A new paper on arXiv (2605.05629) from researchers at TU Berlin proposes Spherical Flows for sampling categorical data, offering a fresh approach to generative modeling of discrete sequences. Unlike prior methods that operate in Euclidean space or on the probability simplex, Spherical Flows embed sequences on the hypersphere S^{d-1}. The authors leverage the von Mises-Fisher (vMF) distribution, which naturally accommodates spherical geometry and provides a closed-form conditional score. By exploiting vMF's radial symmetry, they reduce the continuity equation on the sphere to a scalar ODE in cosine similarity, whose unique bounded solution determines the velocity field. This mathematical trick makes both ODE-based sampling and predictor-corrector (PC) sampling tractable.
The marginal velocity and marginal score on the product space (S^{d-1})^L decompose into posterior-weighted tangent sums that differ only by per-token scalar weights. The posterior is the only learned component, trained via a straightforward cross-entropy loss. Experiments compare the vMF-based path against geodesic and Euclidean alternatives on discrete sequence tasks. The vMF+PC combination significantly outperforms baselines on Sudoku puzzle generation and language modeling benchmarks, demonstrating that spherical geometry can better capture the structure of categorical data. The work opens new avenues for generative models in discrete domains without requiring complex autoregressive decoding.

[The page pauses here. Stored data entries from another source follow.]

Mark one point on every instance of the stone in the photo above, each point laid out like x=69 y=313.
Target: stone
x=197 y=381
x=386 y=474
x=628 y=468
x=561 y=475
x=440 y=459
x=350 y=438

- Spherical Flows embed categorical sequences on S^{d-1} using the von Mises-Fisher (vMF) distribution, enabling closed-form conditional score computation.
- The method reduces the continuity equation on the sphere to a scalar ODE in cosine similarity, making both ODE and predictor-corrector (PC) sampling feasible.
- On Sudoku and language modeling benchmarks, vMF+PC significantly outperforms geodesic and Euclidean alternatives, as shown in controlled experiments.
Why It Matters
Spherical Flows provide a principled, efficient new way to generate discrete sequences without autoregressive decoding, improving performance on structured prediction tasks.